At the same time, officials from the Culture Ministry, responsible for Notre Dame's reconstruction, were playing down the risks in a meeting with public health authorities, labour inspectors, police and local officials, according to one person who attended.
Antoine-Marie Préaut, a regional conservator at the Culture Ministry, said in a phone interview that authorities took the concerns seriously. "We haven't been downplaying the risk over lead contamination," he said.
The city's public schools and day care centres near Notre Dame remained open for weeks after the fire. In early May, city officials issued "recommendations" for cleaning at schools around the cathedral but offered little guidance to parents.

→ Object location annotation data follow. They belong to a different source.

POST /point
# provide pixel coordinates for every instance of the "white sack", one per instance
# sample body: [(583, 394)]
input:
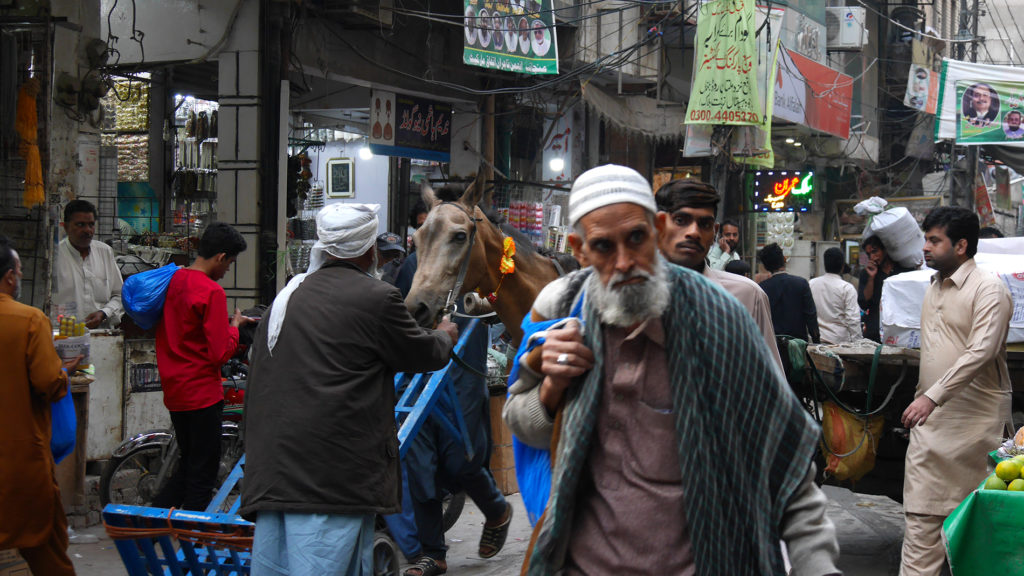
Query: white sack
[(903, 296), (897, 229)]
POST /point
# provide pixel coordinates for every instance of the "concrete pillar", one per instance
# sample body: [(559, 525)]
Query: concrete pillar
[(238, 152)]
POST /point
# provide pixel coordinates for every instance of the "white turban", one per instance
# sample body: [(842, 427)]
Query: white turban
[(343, 231), (605, 186)]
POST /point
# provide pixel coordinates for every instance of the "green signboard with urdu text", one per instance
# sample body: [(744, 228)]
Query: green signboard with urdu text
[(510, 35), (725, 66)]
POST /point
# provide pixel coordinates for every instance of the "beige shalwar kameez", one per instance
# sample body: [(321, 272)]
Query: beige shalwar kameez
[(964, 324)]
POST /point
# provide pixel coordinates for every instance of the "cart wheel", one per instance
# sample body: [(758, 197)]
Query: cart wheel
[(132, 478), (385, 556)]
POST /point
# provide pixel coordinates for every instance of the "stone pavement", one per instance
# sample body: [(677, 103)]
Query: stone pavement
[(869, 528)]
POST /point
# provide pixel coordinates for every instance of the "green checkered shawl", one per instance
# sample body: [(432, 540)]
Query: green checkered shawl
[(744, 442)]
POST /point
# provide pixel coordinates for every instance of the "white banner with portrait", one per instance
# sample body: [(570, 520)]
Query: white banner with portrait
[(978, 105)]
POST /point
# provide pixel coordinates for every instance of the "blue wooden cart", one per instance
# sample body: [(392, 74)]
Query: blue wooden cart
[(157, 541)]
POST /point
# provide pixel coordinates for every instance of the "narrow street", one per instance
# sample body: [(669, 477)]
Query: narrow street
[(870, 533)]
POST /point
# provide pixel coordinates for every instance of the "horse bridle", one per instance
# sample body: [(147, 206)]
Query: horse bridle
[(463, 266)]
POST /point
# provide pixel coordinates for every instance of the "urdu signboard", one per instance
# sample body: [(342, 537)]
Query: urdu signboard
[(725, 66), (410, 126), (510, 35)]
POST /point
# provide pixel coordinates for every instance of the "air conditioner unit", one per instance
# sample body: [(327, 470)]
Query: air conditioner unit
[(845, 28)]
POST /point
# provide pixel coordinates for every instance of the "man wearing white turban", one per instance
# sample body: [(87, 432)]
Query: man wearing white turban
[(322, 446)]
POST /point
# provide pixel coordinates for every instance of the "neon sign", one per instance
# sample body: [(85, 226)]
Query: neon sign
[(782, 192)]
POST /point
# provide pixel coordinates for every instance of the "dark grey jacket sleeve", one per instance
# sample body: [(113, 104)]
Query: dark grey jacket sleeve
[(404, 345)]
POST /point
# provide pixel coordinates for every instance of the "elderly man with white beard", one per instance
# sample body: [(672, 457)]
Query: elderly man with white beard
[(678, 448)]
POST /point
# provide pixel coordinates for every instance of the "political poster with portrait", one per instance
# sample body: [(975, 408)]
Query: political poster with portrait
[(977, 104), (989, 112), (725, 66), (510, 35)]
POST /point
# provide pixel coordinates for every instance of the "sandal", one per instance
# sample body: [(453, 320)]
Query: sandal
[(493, 539), (426, 566)]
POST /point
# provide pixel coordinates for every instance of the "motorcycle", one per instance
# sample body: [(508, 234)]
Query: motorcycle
[(140, 466)]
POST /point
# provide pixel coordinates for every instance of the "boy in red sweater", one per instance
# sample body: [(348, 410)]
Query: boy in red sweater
[(194, 340)]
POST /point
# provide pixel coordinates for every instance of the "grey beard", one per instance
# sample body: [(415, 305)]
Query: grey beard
[(631, 303)]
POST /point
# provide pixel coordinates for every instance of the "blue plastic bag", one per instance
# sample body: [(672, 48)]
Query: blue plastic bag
[(65, 425), (532, 465), (143, 293)]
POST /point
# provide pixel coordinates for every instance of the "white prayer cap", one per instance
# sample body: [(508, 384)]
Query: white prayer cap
[(605, 186), (347, 231)]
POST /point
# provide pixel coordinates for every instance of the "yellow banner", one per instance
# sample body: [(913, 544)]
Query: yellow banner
[(725, 84)]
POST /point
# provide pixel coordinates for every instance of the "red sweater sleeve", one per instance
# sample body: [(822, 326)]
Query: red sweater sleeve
[(221, 337)]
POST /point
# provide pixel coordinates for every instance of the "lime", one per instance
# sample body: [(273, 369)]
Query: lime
[(993, 483), (1008, 470)]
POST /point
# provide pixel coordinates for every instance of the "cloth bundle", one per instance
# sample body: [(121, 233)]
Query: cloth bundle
[(897, 229)]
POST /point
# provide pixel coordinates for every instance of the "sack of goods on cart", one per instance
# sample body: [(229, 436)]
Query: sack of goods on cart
[(903, 294)]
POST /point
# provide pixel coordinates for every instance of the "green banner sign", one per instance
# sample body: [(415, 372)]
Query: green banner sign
[(725, 66), (989, 112), (510, 35)]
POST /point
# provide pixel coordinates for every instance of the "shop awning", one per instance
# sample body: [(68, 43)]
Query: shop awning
[(637, 114)]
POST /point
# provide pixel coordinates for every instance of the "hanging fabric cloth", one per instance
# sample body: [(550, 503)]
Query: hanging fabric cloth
[(27, 124)]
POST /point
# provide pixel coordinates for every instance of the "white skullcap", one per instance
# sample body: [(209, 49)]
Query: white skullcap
[(605, 186), (344, 231)]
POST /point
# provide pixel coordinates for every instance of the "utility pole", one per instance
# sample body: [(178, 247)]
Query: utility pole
[(968, 31)]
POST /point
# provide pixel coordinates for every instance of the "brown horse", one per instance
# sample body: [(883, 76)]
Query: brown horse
[(443, 242)]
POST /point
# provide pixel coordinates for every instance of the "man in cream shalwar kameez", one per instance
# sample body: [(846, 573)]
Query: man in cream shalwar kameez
[(963, 399)]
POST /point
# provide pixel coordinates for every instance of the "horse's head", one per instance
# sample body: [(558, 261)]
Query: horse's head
[(442, 243)]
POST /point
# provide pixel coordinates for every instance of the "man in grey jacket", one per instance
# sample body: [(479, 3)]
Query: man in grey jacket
[(322, 446), (680, 449)]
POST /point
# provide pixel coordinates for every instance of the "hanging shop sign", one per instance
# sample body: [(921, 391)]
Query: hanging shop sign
[(410, 126), (989, 112), (804, 34), (815, 95), (752, 145), (980, 104), (782, 192), (725, 84), (510, 35)]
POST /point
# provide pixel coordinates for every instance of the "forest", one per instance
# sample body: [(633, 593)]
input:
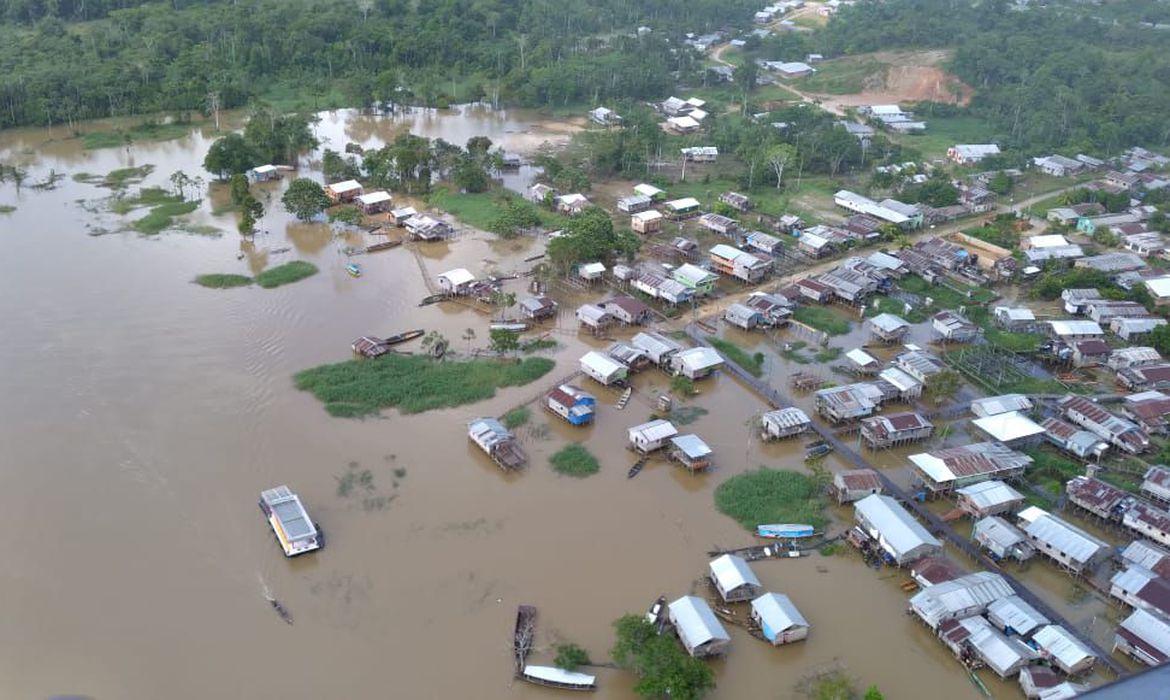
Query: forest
[(68, 60)]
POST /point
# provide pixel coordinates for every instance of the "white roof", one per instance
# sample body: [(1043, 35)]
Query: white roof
[(777, 611), (374, 197), (686, 203), (559, 676), (1075, 328), (1009, 426), (696, 622), (860, 357), (700, 358), (458, 276), (655, 430), (733, 571), (1061, 645), (896, 527)]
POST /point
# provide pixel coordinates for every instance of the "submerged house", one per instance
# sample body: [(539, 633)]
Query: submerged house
[(697, 628), (894, 529), (778, 619), (734, 578)]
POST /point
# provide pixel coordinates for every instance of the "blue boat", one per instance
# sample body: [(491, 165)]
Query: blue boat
[(785, 532)]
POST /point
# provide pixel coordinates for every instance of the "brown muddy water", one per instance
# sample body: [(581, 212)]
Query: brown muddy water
[(140, 416)]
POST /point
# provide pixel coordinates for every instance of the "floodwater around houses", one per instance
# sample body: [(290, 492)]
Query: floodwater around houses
[(140, 416)]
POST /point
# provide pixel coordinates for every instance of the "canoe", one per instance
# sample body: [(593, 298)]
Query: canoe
[(401, 337), (785, 530)]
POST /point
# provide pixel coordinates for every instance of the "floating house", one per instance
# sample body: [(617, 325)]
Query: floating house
[(988, 498), (696, 363), (603, 369), (895, 530), (734, 578), (497, 441), (697, 628), (778, 619), (653, 436), (855, 485), (1002, 539), (692, 452), (785, 423), (572, 404)]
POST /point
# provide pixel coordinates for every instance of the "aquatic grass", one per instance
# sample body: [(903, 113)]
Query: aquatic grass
[(752, 363), (286, 274), (573, 460), (222, 281), (413, 383), (771, 496), (824, 320)]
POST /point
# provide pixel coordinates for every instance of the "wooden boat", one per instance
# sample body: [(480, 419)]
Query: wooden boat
[(558, 678), (384, 246), (405, 336), (785, 530)]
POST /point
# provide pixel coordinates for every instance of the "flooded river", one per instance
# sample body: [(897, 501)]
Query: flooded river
[(142, 414)]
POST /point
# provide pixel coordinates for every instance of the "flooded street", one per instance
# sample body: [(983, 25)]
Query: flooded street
[(140, 416)]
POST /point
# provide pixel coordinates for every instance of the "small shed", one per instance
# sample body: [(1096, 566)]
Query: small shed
[(649, 437), (734, 578), (692, 452), (778, 619), (603, 368), (697, 628)]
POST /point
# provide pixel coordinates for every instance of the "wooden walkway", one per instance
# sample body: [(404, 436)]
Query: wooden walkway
[(934, 523)]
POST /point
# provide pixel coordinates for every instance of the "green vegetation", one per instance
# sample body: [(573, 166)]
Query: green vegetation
[(659, 661), (570, 657), (823, 318), (413, 383), (771, 495), (752, 363), (286, 274), (573, 460), (222, 281), (145, 131), (516, 417)]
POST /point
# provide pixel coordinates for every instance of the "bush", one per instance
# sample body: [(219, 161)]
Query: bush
[(573, 460), (286, 274)]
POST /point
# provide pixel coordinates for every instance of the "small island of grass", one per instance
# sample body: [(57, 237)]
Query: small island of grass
[(575, 460), (771, 496), (286, 274), (222, 281), (413, 384)]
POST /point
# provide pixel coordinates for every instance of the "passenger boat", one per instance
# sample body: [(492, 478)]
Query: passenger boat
[(406, 335), (559, 678), (290, 522), (785, 532)]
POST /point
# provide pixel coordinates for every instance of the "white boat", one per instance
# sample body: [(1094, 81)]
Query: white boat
[(290, 521)]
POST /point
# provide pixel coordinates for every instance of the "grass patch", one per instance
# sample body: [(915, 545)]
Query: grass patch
[(413, 383), (516, 418), (575, 460), (823, 318), (752, 363), (286, 274), (771, 496), (146, 131), (222, 281)]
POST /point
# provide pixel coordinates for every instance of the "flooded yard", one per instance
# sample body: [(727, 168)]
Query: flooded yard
[(142, 414)]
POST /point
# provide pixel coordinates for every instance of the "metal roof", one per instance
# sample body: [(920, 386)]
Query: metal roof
[(777, 611), (733, 571), (897, 529), (695, 620)]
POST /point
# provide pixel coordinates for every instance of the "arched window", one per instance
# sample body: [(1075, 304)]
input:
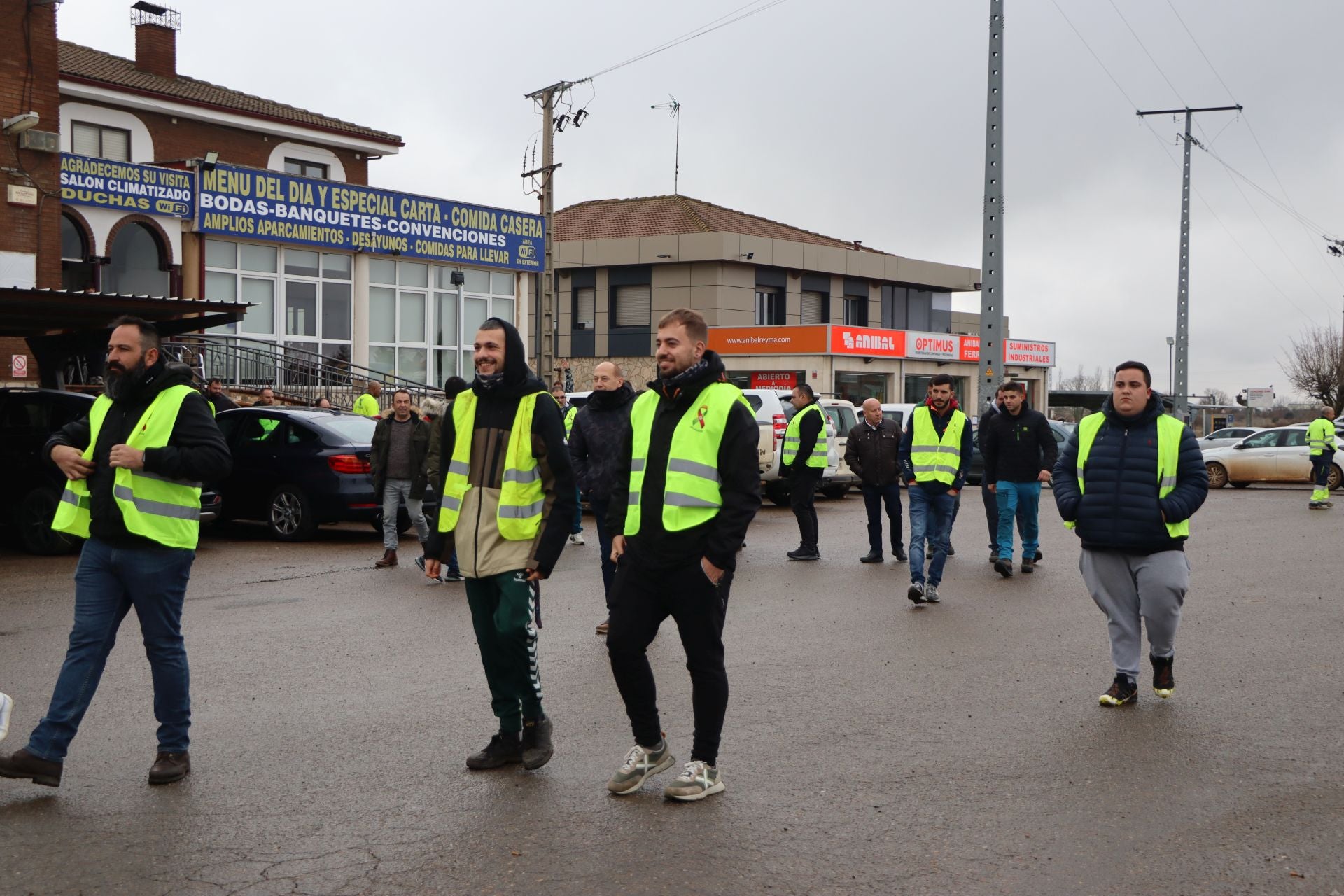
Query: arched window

Then, without any public notice, the city began conducting the first tests for lead at public primary schools in mid-May. During the next two weeks, nine primary schools and day care centres close to Notre Dame were tested — six of which had lead levels up to 2.5 times the regulatory threshold.
Schools closed for the summer in July, and public anxiety began to mount. In early July, Mediapart, a French investigative website, published the first leaked documents about lead concerns in and near Notre Dame. Parents demanded greater clarity about the risks, and environmental groups sounded alarms.
Earlier, the regional health agency had "invited" pregnant women and children under 7 to have their lead levels tested. Now the agency focused on schools, widening the perimeter of concern and the number of schools for testing.
As results came in, it became clear that more and more schools had alarming levels of lead.
By then, children had already left for summer vacation, though some schools around Notre Dame continued to operate as summer camps.
In at least 18 day care centres, preschools and primary schools, tests revealed lead levels over the recommended threshold. Two schools being used as summer camps were closed after tests revealed alarming lead levels.
At one, Saint-Benoît, in the Sixth Arrondissement, just across the Seine on the Left Bank, several places in the school and its playground showed lead levels up to seven times recommended levels.
Among the rooms over the threshold was the cafeteria, where children are likely to put their hands in their mouths and on their food.
Because Saint-Benoît and most other schools had not conducted tests for lead before the fire, city authorities have warned that high levels could have other historical causes.
"It's highly unlikely that the levels found at Saint-Benoît were linked to the fire," said Ariel Weil, mayor of the city's Fourth Arrondissement, home to the cathedral. But he added, "If Notre Dame has triggered an overall cleaning of Paris, so much the better." The head of the school did not respond to requests for comment.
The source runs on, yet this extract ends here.